Author: Michael George
Created: 12 May 2020
Project: GitHub
My recent study of deaths during 2020 used a number of datasets from Office for National Statistics ONS.
This document describes how I made use of the ONS data so that it could be presented as accurately and clearly as possible.
A significant portion of the data was the actual number of daily deaths between January 1970 to December 2018. Provisional daily figures for January 2019 to July 2019 were also taken from the Excess Winter Deaths report published by the ONS in November 2019. Weekly figures for August 2019 onwards were taken from the most recent publication of weekly death registrations from the ONS.
Daily deaths between January 1970 to July 2019 were downloaded from the ONS website and are based on the date of occurrence. The daily deaths were rolled up into weekly, monthly and quadrimester periods using SQL and MariaDB.
Weekly death registrations for August 2019 to July 2020 were extracted from the weekly ONS datasets. All of the weekly data was processed using Python and Excel to accurately reflect when deaths were likely to have occurred during 2020.
Weekly death registrations are subject to noticeable delays, especially around bank holidays. This mandates the need to “clean up” the registration data so that it can be realistically compared to the historical data (based on the date of occurrence), accounting for registration delays (median of 5 days) and the pronounced effect of bank holidays.
Note: The median time for a death to be registered in England and Wales is 5 days with 74% of all deaths being registered within 7 calendar days, according to the latest analysis by the ONS.
TLDR; I have created a process that converts the 2019/2020 weekly registration data into something that accurately represents the weekly occurrences. This document describes the process and why it can be regarded as an accurate representation of weekly deaths during 2020.

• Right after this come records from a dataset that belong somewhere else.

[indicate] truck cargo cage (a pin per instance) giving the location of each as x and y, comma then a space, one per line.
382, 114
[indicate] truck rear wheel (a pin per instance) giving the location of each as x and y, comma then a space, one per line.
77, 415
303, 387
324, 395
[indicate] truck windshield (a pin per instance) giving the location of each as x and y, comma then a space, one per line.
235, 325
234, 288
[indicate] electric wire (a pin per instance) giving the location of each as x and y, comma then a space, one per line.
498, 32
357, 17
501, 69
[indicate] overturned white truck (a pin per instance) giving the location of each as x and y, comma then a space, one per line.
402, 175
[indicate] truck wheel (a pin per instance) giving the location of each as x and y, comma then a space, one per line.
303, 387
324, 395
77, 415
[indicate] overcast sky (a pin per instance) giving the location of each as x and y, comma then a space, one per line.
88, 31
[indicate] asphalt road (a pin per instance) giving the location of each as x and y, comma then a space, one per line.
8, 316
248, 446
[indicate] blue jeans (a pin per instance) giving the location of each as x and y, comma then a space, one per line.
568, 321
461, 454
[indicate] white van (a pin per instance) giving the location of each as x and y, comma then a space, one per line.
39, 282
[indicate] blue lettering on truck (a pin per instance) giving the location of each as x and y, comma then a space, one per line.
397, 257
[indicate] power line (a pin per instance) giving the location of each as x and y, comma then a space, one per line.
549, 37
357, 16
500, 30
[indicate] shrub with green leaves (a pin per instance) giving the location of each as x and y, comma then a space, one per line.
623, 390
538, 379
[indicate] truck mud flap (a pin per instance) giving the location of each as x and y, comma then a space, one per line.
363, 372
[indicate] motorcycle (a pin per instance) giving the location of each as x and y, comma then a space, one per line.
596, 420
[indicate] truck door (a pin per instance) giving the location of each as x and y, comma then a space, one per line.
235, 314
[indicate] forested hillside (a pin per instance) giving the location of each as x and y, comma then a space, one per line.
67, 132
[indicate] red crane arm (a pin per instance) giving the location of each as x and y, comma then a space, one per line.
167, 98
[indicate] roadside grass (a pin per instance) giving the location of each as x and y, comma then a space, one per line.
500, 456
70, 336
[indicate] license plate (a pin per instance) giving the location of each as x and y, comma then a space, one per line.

Note that the total number of deaths is unchanged and the overall peak is slightly lower after the data processing described within this document. The data processing has simply made the weekly death registrations more accurate (reflecting date of occurrence) and has in no ways exaggerated the weekly figures.
All of the historical data (January 1970 to July 2019) used in my study is based on the date of occurrence. When the daily data is converted into weekly periods and shown graphically it results in a smooth trend showing how many people died each week.
The weekly registration data from the ONS for Aug 2019 to Jul 2020 is based on the date of registration. When the registration data is shown graphically it shows a slight lag and significant weekly fluctuations, especially during and after the weeks that contain a bank holiday. This can clearly be illustrated by comparing the registrations and occurrences for the past years; see below for 2014/2015 and 2017/2018.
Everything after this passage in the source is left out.